Wednesday, April 7, 2010

Rookie Mistakes

I am currently reading Johan Bruyneel's book "We Might As Well Win". Well, I'm not "literally" currently reading the book since I am obviously speaking words into your brain right now, but you know what I mean.

I will save the book review for later, but one of the chapters I just read was about the sayings in cycling that seem so simple and yet are so important, like "eat before you are hungry, drink before you are thirsty"; "stay out of the wind", "only ask a witness for the prosecution a question when you already know his answer", stuff like that. Johan's point is that these things seem simple, but it is hard to remember them in the crush and rush of a bike race.

I should have read that chapter before my weekend at Frozen Flatlands, then I wouldn't have had to make a bunch of rookie mistakes, or as someone said this weekend, "What a Cat 5 boner that was!" Again, not literally.

Here is my list of stupid things I should not have done to get more benefit out of my racing experience at Frozen Flatlands.

Show up for the time trail AHEAD of my start time. What?, you say. My start time was clearly stated about 18 hours before the race time. I was at the race site at least 90 minutes ahead of my race. I showed up at the start line approximately 2 minutes after my start time. And no, for those who aren't familiar with Pedro Delgado, you don't get a "mulligan" or a new start time. You roll up to the start line, put your foot down so it is not a rolling start, and you ride with your original start time. In other words, when I was one linear foot into the time trial, my time was already at or past 2 minutes. This was stupid.

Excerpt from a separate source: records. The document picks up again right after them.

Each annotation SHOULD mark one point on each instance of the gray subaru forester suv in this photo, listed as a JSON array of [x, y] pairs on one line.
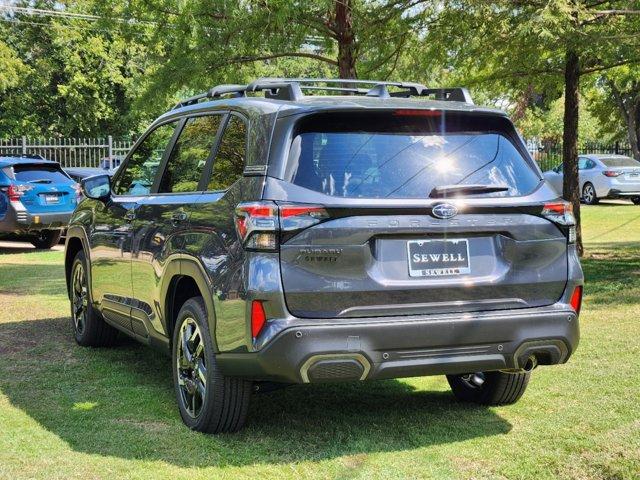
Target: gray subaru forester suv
[[269, 234]]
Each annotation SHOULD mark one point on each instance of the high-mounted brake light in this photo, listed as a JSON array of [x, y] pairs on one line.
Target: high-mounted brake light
[[14, 192], [416, 112], [258, 318], [258, 224], [576, 299]]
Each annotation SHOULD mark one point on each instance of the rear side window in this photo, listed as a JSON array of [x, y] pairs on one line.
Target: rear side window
[[141, 168], [620, 162], [229, 162], [406, 154], [189, 155], [40, 174]]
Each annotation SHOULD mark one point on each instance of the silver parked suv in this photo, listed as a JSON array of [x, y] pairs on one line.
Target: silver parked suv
[[259, 234]]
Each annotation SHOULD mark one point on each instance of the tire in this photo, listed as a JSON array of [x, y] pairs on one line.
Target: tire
[[208, 401], [46, 239], [89, 328], [489, 388], [589, 196]]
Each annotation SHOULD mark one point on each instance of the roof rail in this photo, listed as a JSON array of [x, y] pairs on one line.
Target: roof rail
[[33, 156], [292, 89]]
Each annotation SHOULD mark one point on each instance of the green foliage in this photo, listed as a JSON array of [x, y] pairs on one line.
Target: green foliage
[[78, 77], [547, 124], [11, 67]]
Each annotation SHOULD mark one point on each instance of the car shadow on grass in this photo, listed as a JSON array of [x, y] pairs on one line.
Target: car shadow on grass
[[120, 402]]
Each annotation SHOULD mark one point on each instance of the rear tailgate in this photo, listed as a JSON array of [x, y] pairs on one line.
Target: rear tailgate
[[46, 188], [384, 250], [366, 265]]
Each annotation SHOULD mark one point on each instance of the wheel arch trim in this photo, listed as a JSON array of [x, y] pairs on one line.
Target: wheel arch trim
[[182, 265]]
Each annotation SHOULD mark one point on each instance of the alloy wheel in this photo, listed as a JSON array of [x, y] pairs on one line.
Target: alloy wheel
[[79, 298], [192, 368]]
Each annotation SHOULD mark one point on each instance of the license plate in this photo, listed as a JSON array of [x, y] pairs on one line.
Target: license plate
[[438, 258]]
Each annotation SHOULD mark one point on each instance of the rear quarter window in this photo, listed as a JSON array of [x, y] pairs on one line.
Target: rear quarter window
[[398, 155], [43, 173]]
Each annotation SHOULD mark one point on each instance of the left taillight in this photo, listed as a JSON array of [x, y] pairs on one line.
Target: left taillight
[[14, 192], [259, 224], [561, 213]]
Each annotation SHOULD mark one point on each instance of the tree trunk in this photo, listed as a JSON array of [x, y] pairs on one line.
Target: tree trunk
[[632, 129], [346, 39], [571, 185]]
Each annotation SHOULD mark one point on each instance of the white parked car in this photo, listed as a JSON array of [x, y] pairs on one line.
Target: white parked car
[[603, 176]]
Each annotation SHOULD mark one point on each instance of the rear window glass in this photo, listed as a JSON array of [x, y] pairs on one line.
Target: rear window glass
[[406, 155], [620, 162], [40, 173]]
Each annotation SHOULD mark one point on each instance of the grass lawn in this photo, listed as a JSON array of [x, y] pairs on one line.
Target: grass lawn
[[70, 412]]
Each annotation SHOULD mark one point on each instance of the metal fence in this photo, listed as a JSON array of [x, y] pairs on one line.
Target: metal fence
[[70, 152], [549, 154]]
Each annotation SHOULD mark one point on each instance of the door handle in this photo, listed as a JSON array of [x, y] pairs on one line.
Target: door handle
[[178, 217]]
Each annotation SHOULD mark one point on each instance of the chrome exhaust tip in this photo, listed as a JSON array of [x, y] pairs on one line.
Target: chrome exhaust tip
[[530, 363]]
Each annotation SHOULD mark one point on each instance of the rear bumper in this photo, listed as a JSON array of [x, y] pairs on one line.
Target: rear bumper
[[19, 220], [396, 347], [624, 193]]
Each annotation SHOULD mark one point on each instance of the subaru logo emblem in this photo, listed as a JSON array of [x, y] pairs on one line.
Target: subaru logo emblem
[[444, 210]]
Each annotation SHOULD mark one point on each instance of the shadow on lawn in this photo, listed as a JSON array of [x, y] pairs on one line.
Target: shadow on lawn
[[120, 402], [612, 272], [32, 278]]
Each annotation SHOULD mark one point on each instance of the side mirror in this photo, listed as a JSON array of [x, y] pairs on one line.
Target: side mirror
[[97, 187]]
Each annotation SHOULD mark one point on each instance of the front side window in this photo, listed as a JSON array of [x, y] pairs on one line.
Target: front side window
[[397, 155], [189, 155], [229, 162], [142, 166]]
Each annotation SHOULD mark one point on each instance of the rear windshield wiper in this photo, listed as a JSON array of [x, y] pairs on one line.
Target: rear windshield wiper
[[445, 190]]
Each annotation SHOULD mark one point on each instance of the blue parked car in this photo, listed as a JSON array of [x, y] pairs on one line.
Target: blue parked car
[[37, 199]]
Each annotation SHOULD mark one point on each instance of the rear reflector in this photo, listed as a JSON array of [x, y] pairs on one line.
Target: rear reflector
[[576, 299], [559, 212], [258, 318]]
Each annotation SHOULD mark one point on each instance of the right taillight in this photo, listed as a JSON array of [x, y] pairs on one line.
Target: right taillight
[[561, 213], [259, 224], [576, 299]]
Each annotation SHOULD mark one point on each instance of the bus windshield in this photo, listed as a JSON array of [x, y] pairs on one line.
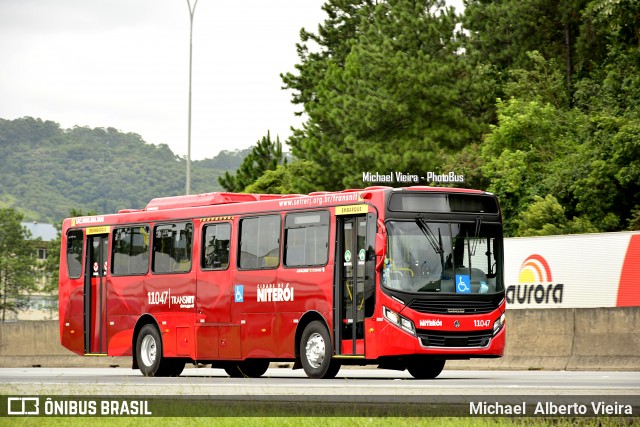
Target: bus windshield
[[458, 258]]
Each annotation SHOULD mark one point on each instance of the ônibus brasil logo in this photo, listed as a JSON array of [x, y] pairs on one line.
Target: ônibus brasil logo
[[535, 284]]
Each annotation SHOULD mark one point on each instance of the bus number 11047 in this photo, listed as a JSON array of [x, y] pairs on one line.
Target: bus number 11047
[[156, 298]]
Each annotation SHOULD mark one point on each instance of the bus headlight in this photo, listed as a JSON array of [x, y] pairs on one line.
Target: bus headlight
[[400, 321], [498, 324]]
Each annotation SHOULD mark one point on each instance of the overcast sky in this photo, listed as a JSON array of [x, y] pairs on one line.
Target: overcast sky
[[125, 64]]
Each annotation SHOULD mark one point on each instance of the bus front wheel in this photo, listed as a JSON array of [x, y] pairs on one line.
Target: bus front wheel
[[316, 351], [149, 355], [149, 350]]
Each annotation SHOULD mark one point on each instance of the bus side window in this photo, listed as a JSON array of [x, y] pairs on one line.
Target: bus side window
[[172, 248], [130, 251], [306, 239], [259, 242], [75, 240], [216, 239]]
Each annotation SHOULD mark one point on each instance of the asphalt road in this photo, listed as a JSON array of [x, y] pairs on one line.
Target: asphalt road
[[349, 382]]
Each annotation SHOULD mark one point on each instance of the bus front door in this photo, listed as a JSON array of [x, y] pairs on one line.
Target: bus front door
[[350, 286], [95, 294]]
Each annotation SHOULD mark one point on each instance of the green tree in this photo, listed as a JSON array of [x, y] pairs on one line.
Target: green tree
[[501, 33], [17, 263], [546, 217], [266, 155], [403, 96]]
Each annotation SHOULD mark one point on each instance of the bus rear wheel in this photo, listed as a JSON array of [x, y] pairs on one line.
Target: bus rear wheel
[[247, 368], [316, 352], [425, 369]]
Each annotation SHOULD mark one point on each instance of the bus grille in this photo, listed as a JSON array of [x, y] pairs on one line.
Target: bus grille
[[453, 306], [448, 339]]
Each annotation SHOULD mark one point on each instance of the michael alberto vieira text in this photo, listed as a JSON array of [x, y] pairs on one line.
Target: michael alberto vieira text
[[375, 177], [550, 408]]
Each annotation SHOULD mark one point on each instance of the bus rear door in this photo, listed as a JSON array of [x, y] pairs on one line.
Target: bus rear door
[[354, 282], [95, 291]]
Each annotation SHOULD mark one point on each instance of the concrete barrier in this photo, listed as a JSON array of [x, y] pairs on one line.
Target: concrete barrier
[[544, 339]]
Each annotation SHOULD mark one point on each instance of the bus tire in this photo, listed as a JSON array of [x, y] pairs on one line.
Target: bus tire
[[252, 368], [149, 351], [316, 352], [425, 369]]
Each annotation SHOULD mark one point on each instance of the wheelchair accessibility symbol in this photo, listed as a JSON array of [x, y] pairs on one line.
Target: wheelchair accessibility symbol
[[238, 293], [463, 284]]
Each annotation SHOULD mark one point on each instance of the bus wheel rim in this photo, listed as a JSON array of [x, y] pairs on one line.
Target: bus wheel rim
[[315, 350], [148, 350]]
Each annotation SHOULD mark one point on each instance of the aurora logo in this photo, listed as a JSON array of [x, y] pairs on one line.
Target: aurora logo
[[535, 284]]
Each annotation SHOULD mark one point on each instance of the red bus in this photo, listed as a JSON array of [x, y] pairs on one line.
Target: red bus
[[405, 278]]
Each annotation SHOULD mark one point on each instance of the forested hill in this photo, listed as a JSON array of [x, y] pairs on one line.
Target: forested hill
[[46, 171]]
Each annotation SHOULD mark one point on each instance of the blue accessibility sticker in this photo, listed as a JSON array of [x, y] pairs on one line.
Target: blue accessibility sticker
[[463, 284], [238, 293]]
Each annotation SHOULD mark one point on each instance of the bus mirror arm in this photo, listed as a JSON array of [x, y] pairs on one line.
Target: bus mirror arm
[[381, 245]]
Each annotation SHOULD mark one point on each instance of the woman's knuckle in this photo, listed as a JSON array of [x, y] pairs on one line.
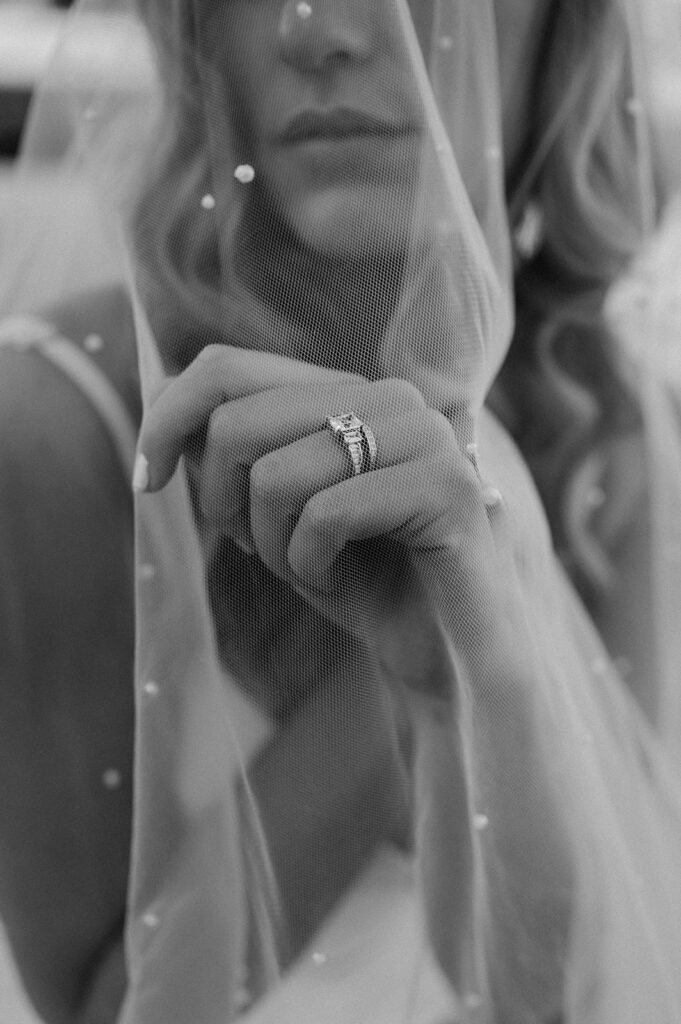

Spend time with any equipment you are going to race. As previously blogged, I was traveling for most of the week ahead racing. I put tires on my race wheels, a cogset on the rear wheel and wiped down the time trial bike after dinner on Friday. I got on the bike for the first time in over two years on Saturday morning in the 60 minutes before the event. I then remembered what I was going to do to the bike after the last time trial - replace the handlebars that put me in an excruciating position and that have a tendency for the arm supports to unexpectedly give way and rotate on the center post. This was stupid.

Dose your efforts. On the long road race, I was, sadly for me, dropped by the front of the pack on an uphill surge. I knew this might happen, but I was hoping it wouldn't until the Williams Lake hill and I figured it was training no matter what. After getting dropped, I managed to claw my way into the wind and catch up to another rider. The two of us worked together to catch up to a third and then the three of us did the same to catch two more. At that point, we had two groups of three that we could see ahead of us with the remaining lead pack ahead of them. I thought that if we could put together a pack of 11 we might not see the lead group again, but we would get around the course in decent fashion and pick up the second dozen spots in the race. Not great, but nothing to cry about. So what did I do? I took a monster pull to get my group up to the next three on the road just as we turned a corner into the teeth of the wind and a short climb. Instead of moving to the back of the group and latching on . . . I opened a 5' gap, that instantly turned into 10', 20' and then a few seconds . . . and then I was screwed. Instead, I could have taken shorter turns, paid attention to the hills coming up and dosed my efforts. That was stupid.

Show up with a racing jersey. Oh, wait. That wasn't me. That was an unnamed teammate.

So, the Frozen Flatlands wrap-up? First, thanks to the officials and the men and women of the Baddlands Cycling Team. They put on a great event (although could we talk about a later date on the calendar?) and they single-handedly pulled road bike racing through the doldrums so that there is a growing group of people putting on more and more events each year. Second, they say there is no whining in bike racing, so I won't whine. I accept the blame for my own fitness and my own rookie mistakes. Will I look to change a few things next year? Yes. Will I hope for better weather? Yes. Will I try to avoid any stray dogs on the course? Yes. And will I try to avoid making rooking mistakes? Yes, I will try.